When I attended a gestural writing workshop run by the Canberra Calligraphy Society I found it difficult to "let go" sufficiently to create broad free strokes with my pens. I suspect that I have done too much traditional calligraphy to find this easy.
In my last post I showed an example of Keith Smith's decorative spine stitching. This made me very interested in what else I could do with this type of bookbinding. From there I bought several of Keith's books from his website. Keith replied to me very quickly and sent the books the very next day. What a lovely experience.
From one of the books I attempted the caterpillar stitch (not really a caterpillar - too many legs) but you get the idea. I love it. The directions were very clear and easy to follow. I will experiment with a caterpillar that is a bit more lively next time.
On Saturday I attended a fabulous bookbinding event put on by the Canberra Craft Bookbinders' Guild. Vicki and Nicky guided us lucky participants through the techniques of making a case bound book that opens flat with decorative stitching on the spine. The decorative stitching is from one of Keith Smith's bookbinding manuals.
Lately I have been experimenting with teeny tiny writing. It is good fun but can be hard on the eyes!
The Canberra Bookbinders' Guild have a challenge every year. The last challenge was to make a dos a dos book. I had a lot of fun with Alice in Wonderland and Alice through the Looking Glass. The photos didn't come out so well.
The theme for this year's Canberra Calligraphy Society exhibition was reflections. I had a little bit of fun with that.
As part of the 2018 Canberra Calligraphy Society exhibition two friends and myself collaborated on a piece called Weathergrams.
Llyod Reynolds, a renowned American calligrapher and professor developed the idea of Weathergrams as a fun way for his students to practice calligraphy.

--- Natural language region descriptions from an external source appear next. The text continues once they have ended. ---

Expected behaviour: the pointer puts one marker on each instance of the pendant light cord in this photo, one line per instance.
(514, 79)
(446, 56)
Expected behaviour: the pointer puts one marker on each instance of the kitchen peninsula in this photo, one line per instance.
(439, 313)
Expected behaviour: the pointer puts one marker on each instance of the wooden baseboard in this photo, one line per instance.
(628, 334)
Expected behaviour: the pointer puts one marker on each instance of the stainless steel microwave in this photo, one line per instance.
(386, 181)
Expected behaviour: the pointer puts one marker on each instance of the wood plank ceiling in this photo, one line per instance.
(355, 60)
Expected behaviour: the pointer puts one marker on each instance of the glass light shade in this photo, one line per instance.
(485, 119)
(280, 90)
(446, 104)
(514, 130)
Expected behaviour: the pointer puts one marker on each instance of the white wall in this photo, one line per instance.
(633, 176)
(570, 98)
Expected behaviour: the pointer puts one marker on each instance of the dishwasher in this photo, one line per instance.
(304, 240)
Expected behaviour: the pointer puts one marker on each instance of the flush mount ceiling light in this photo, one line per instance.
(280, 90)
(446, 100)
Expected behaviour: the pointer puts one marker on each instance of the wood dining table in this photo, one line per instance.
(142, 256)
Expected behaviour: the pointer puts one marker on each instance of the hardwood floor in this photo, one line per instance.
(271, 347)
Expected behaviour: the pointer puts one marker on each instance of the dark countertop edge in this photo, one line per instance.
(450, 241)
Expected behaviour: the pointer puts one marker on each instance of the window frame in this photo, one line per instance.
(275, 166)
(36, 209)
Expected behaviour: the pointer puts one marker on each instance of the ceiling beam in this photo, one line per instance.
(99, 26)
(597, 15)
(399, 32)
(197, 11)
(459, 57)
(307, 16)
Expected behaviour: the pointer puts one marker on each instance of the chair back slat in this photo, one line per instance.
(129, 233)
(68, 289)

He was inspired by the Japanese tradition of attaching paper prayer slips to branches of trees and then leaving them to weather in the elements.
He said that Weathergrams should be hung outside where the touch of wind, rain, sun or ice leaves the graphic qualities of a faded leaf and starts the Weathergrams journey back to nature.

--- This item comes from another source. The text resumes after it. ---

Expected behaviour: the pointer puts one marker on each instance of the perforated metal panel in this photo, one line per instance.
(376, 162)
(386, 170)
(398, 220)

Reynolds had specific instructions for constructing his Weathergrams.
In this collaboration with Carol and Sue we have adapted Reynolds idea of Weathergrams trying to keep to the spirit of his original idea while writing quotes and words that appealed to us personally on recycled tea bags.

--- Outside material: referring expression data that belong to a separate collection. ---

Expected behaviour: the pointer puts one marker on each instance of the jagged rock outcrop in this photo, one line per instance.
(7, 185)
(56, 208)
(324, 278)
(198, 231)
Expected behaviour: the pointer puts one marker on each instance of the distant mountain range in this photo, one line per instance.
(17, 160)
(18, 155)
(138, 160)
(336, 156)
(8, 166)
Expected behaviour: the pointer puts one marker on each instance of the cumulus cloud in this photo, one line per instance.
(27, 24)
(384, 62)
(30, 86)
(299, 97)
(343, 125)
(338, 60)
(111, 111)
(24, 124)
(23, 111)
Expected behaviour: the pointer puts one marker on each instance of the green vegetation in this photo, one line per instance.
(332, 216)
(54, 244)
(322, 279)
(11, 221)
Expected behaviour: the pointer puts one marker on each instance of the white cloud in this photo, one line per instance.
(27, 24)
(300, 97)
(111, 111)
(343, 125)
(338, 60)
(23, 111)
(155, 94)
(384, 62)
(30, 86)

We made over 100 Weathergrams altogether!
After a very slow start I have finally managed to design and finish a number of Christmas Cards. This is better than previous years when I haven't done any at all. I am using my favourite Neuland script.
I spent a lovely day a couple of weekends ago at a workshop run by the Canberra Bookbinders' Guild. The workshop was Gelli Printing and concertina bindings.
Gelli printing is essentially mono-printing without a press. It can give some very exciting results.
After much doing and undoing, I have finally finished binding the conference notes from the Australian National Conference of Bookbinders.
I chose to use the binding invented by Anne Goy. She apparently called it Criss Cross binding but it is universally known as Secret Belgian Binding. I chose it because the pages lay out flat when the book is opened. This is useful as there are many pages with instructions and this binding allows easy access to the information.
We followed many different instructions and after many wrong turns have a finished bound book. I learnt a lot in the process. Like most things, I should immediately produce another to consolidate my learning but I will probably flit onto something different.